- Doğruluk, nefisle mücadeleyle elde edilen yüce bir ahlaktır. İnsan, sürekli doğru söyler ve doğruluğu arar, sonunda doğruluk onun bir huyu ve tabiatı haline gelir. Böylece Allah katında, doğruluktan ayrılmayan salihlerden yazılır.
- Yalan, kişinin uzun süreli alışkanlıkları ve yalanı söz ve fiilde benimsemesiyle kazandığı kötü bir huydur. Bu durum zamanla onun bir ahlakı ve tabiatı haline gelir. Sonunda kişi, Allah katında yalancılardan biri olarak yazılır.

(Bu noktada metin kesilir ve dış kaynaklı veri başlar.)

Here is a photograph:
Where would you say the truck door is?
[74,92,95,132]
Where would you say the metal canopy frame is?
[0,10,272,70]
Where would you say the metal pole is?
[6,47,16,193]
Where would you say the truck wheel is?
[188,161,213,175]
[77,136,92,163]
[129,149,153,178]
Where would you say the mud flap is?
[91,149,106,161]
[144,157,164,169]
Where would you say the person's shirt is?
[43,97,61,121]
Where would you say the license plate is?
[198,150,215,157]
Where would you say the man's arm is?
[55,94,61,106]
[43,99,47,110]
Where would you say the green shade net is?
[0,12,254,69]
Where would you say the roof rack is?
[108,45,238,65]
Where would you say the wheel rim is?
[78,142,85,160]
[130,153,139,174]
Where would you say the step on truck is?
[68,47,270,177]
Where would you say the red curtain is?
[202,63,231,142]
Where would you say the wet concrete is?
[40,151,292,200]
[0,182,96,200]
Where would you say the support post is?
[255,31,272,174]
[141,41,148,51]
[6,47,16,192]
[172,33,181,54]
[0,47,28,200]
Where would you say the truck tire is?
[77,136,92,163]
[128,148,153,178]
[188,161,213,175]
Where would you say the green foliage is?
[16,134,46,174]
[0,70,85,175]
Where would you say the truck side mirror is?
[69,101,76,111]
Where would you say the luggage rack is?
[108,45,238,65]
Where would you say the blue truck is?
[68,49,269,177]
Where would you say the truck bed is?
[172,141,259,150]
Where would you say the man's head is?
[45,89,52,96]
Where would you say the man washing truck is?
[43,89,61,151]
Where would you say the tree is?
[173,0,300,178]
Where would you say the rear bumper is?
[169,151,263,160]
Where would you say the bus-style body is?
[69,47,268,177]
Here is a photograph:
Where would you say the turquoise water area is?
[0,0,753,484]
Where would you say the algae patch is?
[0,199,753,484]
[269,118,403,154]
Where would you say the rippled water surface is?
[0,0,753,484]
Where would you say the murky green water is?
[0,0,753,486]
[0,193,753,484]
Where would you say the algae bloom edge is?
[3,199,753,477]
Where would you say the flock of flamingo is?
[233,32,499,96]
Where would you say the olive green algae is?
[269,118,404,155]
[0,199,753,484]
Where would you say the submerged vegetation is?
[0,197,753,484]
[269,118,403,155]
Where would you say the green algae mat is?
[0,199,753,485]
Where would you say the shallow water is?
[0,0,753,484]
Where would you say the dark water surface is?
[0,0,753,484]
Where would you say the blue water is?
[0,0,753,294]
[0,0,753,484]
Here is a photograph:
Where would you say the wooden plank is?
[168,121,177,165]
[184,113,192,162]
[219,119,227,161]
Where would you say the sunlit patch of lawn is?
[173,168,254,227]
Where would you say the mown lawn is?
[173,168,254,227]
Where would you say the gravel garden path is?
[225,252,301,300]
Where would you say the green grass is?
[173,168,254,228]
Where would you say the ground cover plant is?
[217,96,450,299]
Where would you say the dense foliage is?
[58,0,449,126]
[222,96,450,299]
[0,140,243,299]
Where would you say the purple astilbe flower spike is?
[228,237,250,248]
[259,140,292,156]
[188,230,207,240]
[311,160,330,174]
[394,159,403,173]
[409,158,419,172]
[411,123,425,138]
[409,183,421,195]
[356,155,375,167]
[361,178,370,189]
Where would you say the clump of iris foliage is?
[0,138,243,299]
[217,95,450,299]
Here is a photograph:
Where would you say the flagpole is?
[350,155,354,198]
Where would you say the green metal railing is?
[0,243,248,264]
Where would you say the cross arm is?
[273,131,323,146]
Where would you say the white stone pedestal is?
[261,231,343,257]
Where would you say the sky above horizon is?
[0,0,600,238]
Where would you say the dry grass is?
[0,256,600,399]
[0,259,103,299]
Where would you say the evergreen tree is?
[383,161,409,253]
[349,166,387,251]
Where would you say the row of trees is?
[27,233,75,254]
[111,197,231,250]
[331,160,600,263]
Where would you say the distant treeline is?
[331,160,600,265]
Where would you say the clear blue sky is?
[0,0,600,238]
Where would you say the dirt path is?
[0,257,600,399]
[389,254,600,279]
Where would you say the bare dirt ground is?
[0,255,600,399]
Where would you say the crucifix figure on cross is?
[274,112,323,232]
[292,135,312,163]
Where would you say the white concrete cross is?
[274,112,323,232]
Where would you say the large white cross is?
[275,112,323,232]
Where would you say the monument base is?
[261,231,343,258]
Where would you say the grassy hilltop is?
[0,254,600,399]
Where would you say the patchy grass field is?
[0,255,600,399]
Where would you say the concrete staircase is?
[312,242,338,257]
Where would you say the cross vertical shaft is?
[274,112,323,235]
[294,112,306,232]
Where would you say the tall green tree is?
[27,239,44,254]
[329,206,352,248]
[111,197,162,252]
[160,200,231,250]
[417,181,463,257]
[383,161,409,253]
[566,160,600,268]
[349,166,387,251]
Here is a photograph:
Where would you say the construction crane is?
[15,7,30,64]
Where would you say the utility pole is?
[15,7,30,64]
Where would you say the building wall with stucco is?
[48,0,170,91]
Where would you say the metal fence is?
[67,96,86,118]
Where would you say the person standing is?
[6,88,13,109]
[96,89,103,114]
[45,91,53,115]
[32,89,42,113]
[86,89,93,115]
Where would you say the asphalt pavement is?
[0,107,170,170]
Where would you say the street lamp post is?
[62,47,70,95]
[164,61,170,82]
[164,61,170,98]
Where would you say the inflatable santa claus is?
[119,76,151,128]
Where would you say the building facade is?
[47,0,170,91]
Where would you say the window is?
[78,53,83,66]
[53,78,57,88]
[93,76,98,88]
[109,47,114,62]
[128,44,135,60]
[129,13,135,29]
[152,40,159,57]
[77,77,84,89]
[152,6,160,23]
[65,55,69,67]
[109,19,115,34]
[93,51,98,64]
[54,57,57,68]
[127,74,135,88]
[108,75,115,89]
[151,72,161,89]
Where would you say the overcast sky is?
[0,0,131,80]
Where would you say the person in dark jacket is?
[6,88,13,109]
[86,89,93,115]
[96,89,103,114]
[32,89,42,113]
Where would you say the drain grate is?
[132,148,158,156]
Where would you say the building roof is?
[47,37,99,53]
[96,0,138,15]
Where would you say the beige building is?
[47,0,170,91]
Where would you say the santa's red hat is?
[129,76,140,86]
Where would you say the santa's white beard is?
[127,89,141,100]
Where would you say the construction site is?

- Doğruluk, birkaç anlamda kullanılır: Dilin doğruluğu, yani yalanın zıttı. Niyette doğruluk, yani samimiyet ve ihlas. Hayır yapmak için azimde doğruluk, yani iyi niyetle karar verme. Amellerde doğruluk, en azından iç ve dış hâlinin uyumlu olması. Makamda doğruluk, örneğin korku ve ümit gibi durumlarda doğruluk. Kim bu özelliklerin hepsine sahip olursa sıddîk (çok doğru) olarak anılır. Eğer bunlardan bazısına sahip olursa sâdık (doğru) olarak nitelendirilir.